Transparent failover and restore?

Sun Dec 19 18:15:53 PST 2004

Kevin A. Burton wrote:
> Greg Whalin wrote:
> 
>>
>> Though, how often do you see motherboards and memory fail on running 
>> machines.  Not that often in my experience.
> 
> 
> Very often in my experience.. the more commodity servers means the more 
> components that can fail. Murphy is a harsh mistress...

Remind me to never buy from your vendor!  :)  In the past 12 years of 
managing high traffice sites, I have only had ram failures 1 to 2 times 
and never had a single motherboard failure.  Drive failures are 
frequent, but RAM/motherboard failures are very very very rare (yep, 3 
verys).  They just do not happen that often in a properly set up 
environment (power cleaning/battery backup), even with cheapo machines 
(and I have bought some of the cheapest).

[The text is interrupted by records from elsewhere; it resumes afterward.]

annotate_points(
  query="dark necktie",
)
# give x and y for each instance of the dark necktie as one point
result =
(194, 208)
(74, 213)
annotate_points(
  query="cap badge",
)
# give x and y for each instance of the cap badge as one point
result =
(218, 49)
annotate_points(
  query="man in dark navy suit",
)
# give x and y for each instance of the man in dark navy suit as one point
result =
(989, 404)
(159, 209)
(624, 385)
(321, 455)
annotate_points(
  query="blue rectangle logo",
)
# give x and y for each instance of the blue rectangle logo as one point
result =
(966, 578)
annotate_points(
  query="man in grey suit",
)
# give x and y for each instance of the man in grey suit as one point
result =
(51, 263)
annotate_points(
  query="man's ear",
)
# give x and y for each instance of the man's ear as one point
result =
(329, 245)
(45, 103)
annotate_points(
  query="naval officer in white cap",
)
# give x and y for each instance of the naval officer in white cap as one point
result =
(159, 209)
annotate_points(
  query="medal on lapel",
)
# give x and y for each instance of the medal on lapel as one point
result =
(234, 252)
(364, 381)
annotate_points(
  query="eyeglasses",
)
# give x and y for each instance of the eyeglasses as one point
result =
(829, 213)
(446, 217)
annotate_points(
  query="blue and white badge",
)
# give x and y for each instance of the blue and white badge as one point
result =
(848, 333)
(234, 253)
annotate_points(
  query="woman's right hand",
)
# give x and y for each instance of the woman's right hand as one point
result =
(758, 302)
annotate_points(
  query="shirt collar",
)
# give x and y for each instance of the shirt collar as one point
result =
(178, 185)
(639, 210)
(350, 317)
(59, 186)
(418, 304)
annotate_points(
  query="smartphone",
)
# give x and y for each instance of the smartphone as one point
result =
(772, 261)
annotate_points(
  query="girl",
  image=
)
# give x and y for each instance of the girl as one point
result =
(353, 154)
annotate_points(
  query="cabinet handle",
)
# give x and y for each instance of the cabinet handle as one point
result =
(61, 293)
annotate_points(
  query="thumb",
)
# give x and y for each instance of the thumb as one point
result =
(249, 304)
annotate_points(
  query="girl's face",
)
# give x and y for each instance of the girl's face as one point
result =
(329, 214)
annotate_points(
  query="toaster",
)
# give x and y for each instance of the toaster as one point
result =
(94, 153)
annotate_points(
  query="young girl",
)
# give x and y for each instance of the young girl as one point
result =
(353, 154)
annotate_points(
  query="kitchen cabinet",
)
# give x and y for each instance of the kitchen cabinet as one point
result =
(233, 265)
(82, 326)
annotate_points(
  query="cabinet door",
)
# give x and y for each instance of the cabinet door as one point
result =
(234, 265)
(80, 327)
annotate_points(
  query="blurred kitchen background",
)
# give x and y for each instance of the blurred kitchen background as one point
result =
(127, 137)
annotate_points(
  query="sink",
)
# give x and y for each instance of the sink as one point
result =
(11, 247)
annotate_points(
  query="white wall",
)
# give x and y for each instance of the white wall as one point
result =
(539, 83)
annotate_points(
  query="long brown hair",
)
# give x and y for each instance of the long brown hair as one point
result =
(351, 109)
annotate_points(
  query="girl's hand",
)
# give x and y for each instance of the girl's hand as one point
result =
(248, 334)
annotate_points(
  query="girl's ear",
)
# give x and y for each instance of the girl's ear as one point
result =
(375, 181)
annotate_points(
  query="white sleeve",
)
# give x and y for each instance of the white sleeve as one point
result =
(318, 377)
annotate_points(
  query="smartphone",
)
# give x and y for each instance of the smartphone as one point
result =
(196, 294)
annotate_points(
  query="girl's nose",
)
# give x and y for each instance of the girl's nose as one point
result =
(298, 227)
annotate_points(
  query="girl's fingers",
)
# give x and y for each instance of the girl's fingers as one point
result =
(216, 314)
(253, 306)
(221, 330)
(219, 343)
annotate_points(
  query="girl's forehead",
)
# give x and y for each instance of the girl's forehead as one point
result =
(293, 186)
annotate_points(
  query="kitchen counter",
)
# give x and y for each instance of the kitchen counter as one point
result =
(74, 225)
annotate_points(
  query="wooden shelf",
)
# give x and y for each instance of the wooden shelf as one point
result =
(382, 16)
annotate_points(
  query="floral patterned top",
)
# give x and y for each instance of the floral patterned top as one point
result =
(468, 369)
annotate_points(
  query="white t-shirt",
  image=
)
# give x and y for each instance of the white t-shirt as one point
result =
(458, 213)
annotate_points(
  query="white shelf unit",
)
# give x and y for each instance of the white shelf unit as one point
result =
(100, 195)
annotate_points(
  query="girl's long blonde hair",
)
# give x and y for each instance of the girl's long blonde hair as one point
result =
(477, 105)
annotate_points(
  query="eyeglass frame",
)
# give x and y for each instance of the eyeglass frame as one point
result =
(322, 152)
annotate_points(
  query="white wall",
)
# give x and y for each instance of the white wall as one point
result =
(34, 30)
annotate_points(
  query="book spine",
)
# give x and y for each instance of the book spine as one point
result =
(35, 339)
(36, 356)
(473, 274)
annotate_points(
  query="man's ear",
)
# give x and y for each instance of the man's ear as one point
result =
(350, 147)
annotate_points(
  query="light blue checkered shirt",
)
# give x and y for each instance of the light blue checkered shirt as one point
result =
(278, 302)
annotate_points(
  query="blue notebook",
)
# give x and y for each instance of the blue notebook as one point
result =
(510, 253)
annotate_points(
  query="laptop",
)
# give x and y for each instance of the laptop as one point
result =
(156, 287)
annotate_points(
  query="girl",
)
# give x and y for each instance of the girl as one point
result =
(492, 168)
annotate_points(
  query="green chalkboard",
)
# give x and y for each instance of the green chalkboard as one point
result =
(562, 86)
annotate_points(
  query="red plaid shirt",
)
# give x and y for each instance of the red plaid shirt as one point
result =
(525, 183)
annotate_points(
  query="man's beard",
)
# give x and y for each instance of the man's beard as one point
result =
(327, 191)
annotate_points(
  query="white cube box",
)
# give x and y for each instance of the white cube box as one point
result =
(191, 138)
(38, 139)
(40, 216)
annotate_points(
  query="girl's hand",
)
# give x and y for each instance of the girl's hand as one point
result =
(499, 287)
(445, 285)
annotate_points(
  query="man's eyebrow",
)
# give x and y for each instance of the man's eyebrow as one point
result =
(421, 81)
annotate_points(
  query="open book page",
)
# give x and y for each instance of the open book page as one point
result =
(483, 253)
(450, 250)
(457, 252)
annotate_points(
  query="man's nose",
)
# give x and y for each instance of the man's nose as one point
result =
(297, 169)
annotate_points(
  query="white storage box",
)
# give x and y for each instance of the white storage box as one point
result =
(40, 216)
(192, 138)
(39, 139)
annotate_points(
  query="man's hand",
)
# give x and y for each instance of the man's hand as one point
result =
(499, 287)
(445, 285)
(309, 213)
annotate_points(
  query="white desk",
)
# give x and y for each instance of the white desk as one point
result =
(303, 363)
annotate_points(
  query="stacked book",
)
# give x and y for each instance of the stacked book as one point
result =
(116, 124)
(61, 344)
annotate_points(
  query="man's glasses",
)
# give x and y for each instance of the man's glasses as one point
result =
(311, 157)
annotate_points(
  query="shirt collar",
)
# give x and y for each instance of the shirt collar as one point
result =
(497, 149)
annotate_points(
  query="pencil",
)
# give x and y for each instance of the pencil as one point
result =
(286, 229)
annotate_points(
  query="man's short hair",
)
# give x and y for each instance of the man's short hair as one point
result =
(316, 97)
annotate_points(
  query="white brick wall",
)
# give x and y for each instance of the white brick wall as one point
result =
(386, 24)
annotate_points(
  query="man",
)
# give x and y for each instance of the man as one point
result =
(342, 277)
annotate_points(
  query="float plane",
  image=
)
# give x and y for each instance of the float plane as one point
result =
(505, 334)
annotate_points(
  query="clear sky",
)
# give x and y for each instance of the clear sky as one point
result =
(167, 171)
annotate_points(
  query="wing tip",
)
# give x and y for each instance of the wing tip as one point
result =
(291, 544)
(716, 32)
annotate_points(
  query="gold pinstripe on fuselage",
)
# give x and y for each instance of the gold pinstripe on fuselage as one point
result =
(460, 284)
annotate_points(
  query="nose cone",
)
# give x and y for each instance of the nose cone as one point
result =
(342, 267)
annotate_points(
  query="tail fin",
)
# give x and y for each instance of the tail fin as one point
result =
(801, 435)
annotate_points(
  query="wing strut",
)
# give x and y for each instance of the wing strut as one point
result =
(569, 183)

> At any point in time any component could fail and the cluster should not 
> notice...
>> Given you don't really need a drive in a memcached server, seems much 
>> less likely that you will see hardware failure in a memcached server 
>> compared to the average.  In all, it seems pretty unlikely that a 
>> memcache machine will fail, and given the cheap cost, one can build a 
>> pretty large cluster limiting the total percentage of cache lost if 
>> one of these servers does fail.
>>
> Accidents happen.  We had one of our admins hit the power switch to the 
> bottom 1/2 of one of our racks. I want my software smart enough to 
> handle and recover from any problem.  Makes my job a lot easier ;)
> 
> Read the Google cluster architecture.  Machines fail and they take their 
> time replacing them.
> Kevin

My original point was that the at least some of the stability we have 
seen with the memcache server is due in part to its simplistic design 
(server hashing handled by clients, lack of server side state 
management).  As software complexity grows, the chance for bugs, 
instability and errors grows with it.  I like production services to be 
simple, modular, and stable.

gw